Life in a doctor's office moves quickly these days. We understand that speaking up can be uncomfortable for you (and perhaps even for your doctor). But when you do, we believe both of you will come away with a greater sense of satisfaction.
DEAR DOCTOR: I've had lower back pain for years, but I can't afford to go to a physical therapist. My husband, who started taking a yoga class at the community center here a few months ago, swears that his back pain is going away. Just how effective is yoga for lower back pain?

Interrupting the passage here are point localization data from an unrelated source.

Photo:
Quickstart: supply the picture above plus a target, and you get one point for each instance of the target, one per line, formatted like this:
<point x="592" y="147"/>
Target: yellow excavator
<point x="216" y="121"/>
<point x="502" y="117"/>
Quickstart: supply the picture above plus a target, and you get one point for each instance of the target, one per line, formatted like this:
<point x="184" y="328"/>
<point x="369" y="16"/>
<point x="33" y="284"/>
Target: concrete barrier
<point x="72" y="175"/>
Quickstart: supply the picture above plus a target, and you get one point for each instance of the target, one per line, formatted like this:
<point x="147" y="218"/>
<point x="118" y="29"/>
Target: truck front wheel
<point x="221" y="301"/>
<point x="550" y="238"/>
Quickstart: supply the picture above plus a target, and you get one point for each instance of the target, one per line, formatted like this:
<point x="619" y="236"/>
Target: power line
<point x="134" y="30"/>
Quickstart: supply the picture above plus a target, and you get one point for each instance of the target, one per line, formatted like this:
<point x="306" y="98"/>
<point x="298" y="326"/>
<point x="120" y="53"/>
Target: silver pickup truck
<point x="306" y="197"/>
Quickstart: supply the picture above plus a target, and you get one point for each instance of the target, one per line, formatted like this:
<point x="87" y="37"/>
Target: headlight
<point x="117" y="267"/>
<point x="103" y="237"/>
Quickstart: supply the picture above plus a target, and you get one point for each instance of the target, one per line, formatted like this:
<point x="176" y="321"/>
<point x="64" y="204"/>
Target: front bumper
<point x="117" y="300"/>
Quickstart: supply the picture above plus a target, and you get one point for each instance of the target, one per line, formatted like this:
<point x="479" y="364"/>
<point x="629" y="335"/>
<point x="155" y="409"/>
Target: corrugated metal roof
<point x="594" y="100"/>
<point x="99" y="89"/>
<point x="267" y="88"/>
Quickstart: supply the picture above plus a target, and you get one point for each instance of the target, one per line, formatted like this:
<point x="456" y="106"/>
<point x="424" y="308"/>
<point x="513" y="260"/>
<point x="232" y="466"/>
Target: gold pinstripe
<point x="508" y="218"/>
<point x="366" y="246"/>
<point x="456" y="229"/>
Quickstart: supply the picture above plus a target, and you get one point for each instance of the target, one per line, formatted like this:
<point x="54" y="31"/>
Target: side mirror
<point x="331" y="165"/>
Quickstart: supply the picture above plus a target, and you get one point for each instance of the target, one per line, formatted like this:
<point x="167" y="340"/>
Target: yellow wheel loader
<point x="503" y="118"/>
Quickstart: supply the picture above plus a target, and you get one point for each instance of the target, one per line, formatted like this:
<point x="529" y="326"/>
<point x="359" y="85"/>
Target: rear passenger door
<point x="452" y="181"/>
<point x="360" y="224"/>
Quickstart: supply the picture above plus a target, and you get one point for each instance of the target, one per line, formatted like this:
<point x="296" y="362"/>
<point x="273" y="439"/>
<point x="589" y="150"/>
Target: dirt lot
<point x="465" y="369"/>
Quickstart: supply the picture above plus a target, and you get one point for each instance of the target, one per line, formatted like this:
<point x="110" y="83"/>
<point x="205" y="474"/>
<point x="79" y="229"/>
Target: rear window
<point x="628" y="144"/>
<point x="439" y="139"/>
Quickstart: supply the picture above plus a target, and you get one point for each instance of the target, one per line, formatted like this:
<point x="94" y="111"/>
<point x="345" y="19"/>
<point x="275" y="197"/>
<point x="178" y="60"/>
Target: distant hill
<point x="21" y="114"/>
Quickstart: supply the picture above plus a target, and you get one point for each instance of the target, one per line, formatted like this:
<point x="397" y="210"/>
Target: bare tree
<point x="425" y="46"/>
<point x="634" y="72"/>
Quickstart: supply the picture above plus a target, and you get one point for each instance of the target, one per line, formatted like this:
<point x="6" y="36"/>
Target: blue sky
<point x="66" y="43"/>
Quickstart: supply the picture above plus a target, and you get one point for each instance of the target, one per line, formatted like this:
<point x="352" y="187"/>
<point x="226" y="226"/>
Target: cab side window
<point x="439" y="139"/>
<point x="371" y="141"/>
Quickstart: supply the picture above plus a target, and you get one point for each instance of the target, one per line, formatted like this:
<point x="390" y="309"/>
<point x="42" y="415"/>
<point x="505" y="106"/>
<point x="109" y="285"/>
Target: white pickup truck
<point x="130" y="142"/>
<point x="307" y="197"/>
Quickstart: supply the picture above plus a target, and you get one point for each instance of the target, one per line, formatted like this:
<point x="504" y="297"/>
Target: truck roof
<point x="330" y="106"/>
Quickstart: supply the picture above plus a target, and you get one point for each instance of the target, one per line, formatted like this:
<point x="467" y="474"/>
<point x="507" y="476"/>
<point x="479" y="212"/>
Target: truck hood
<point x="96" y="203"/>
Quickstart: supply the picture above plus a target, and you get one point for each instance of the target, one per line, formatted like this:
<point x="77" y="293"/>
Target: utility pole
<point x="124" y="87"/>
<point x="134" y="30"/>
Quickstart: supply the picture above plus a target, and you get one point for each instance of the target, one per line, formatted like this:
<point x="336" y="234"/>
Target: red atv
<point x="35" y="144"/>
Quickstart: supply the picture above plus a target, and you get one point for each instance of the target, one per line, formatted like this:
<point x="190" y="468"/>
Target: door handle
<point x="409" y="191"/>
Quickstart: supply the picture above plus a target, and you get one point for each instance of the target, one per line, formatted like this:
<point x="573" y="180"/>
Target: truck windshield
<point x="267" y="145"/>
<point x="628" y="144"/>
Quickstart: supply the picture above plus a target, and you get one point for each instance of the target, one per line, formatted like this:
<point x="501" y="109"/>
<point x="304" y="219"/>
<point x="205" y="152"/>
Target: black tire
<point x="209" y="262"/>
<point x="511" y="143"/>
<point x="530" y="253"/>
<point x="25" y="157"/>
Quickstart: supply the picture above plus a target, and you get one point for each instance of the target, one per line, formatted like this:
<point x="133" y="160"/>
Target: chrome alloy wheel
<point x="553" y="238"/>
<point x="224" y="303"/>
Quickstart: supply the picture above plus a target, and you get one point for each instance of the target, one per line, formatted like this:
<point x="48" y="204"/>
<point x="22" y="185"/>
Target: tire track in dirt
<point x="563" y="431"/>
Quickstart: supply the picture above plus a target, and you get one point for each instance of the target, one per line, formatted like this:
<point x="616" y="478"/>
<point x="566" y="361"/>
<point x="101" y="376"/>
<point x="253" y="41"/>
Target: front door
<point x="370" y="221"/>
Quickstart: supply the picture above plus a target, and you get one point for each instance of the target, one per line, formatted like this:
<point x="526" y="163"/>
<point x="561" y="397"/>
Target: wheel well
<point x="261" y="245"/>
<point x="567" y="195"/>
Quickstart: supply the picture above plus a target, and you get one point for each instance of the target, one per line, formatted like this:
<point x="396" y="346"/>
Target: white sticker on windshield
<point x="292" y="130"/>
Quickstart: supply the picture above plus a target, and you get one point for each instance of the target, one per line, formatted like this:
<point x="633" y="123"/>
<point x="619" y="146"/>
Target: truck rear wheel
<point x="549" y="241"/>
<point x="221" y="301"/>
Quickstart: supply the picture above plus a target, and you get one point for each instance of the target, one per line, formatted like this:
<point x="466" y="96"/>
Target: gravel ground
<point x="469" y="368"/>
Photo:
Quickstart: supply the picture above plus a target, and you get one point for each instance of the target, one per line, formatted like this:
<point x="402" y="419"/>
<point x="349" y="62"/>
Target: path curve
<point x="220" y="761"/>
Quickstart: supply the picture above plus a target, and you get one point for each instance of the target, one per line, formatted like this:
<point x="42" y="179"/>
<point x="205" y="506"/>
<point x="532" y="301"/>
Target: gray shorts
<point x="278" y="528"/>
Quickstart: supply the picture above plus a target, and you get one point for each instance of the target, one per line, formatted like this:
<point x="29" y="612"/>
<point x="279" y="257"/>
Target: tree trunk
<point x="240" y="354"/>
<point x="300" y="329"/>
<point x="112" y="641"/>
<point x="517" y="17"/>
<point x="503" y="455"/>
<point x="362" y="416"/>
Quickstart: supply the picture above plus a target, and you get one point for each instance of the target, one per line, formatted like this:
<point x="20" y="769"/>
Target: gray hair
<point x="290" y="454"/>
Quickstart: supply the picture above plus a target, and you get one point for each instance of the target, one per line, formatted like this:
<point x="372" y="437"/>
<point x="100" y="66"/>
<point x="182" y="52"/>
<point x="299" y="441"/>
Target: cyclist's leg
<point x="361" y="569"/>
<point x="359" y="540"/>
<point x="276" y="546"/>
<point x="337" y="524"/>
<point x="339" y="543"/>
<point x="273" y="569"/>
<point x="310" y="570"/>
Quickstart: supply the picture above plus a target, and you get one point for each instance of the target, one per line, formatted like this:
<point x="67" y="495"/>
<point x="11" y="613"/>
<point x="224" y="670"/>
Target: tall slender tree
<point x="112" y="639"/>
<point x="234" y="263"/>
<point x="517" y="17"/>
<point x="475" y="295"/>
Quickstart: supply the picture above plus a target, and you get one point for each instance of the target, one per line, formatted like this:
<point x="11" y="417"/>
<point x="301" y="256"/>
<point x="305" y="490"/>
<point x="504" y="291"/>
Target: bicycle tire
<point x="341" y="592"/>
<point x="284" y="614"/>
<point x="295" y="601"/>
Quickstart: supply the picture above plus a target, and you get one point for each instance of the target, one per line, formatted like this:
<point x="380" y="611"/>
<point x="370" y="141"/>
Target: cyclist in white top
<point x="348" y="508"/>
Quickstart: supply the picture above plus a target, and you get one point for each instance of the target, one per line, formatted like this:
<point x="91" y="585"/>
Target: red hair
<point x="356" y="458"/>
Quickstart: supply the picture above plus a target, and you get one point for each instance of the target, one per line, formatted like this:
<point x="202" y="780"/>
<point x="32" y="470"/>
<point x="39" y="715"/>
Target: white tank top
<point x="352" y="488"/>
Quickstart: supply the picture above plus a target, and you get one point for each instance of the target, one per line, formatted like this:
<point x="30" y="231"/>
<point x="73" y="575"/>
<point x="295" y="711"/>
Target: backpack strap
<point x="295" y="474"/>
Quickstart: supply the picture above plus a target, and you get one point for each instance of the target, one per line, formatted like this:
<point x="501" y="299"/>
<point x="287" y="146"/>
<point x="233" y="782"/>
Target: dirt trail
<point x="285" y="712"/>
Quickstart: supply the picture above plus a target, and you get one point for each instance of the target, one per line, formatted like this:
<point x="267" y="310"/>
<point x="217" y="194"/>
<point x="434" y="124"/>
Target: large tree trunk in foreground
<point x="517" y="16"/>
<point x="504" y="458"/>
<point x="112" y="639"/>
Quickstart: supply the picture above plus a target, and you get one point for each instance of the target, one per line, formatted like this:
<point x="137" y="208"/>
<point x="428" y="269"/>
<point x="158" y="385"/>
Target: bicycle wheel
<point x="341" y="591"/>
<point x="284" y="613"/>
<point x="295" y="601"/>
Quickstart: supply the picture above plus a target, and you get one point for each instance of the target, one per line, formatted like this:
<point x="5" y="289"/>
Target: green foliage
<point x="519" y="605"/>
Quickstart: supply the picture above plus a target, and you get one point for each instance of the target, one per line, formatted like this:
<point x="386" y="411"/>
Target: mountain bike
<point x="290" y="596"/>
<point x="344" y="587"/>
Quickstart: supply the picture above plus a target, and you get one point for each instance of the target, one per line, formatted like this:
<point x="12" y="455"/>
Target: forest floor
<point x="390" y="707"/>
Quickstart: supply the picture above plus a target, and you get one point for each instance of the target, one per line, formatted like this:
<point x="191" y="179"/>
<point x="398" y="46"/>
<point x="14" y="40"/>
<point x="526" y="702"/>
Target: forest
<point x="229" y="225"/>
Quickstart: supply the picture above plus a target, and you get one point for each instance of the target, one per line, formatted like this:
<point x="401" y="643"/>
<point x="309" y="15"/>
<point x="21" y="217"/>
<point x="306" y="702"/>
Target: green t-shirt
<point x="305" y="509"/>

DEAR READER: When it comes to back pain, you and your husband have plenty of company. It's estimated that 80 percent of all adults will experience it over the course of their lifetimes. And little wonder.
The spine is a feat of engineering. Bones, joints, muscles, ligaments, nerves and other specialized tissues interconnect to form a strong and flexible column. They bear the weight of the upper body while providing an axis from which we can stretch, bend, reach and pivot. But when any one part of the spine moves out of alignment, whether due to injury, illness or overuse, the result is pain and, occasionally, immobility.
Your question addresses pain in the lower back, which is also known as the lumbar spine. And for that, we have some promising news. The results of a recent study by researchers at the Boston Medical Center suggest that practicing certain yoga poses is a viable alternative to physical therapy for dealing with chronic lumbar pain.
The study recruited 320 adults who were living with chronic lower back pain that they rated from moderate to severe. The participants were divided into three separate treatment groups.
One group took part in 15 one-hour physical therapy sessions over the course of three months, and was assigned additional exercises to do at home. A second group took weekly 90-minute yoga classes over the course of the three months, and was also assigned additional home exercises. The third group of participants did not take part in any kind of treatment. Instead, they received a self-help book about back pain, occasional newsletters with information about lumbar health and access to telephone check-in sessions.
After the first three months of the study, the yoga group and the physical therapy group each continued with their forms of therapy for an additional nine months. When the study concluded a year after it had begun, the group that underwent physical therapy and the group that took yoga classes self-reported similar improvement in both pain levels and improved mobility.
Both of these groups reported feeling better than the group that was given only back pain literature. In addition, the individuals in the physical therapy group and the yoga group were more likely to have stopped using medication to manage their pain.
But before you rush out and sign up for any old yoga class, it's important to note that the exercises done by the participants in this study were geared specifically to address issues of the lumbar spine. That means that the areas of the spine targeted by the yoga postures, as well as the pace of the exercises and their intensity, were carefully calibrated.
If you decide to give yoga a try, find an experienced teacher and be sure to let her or him know your specific limitations.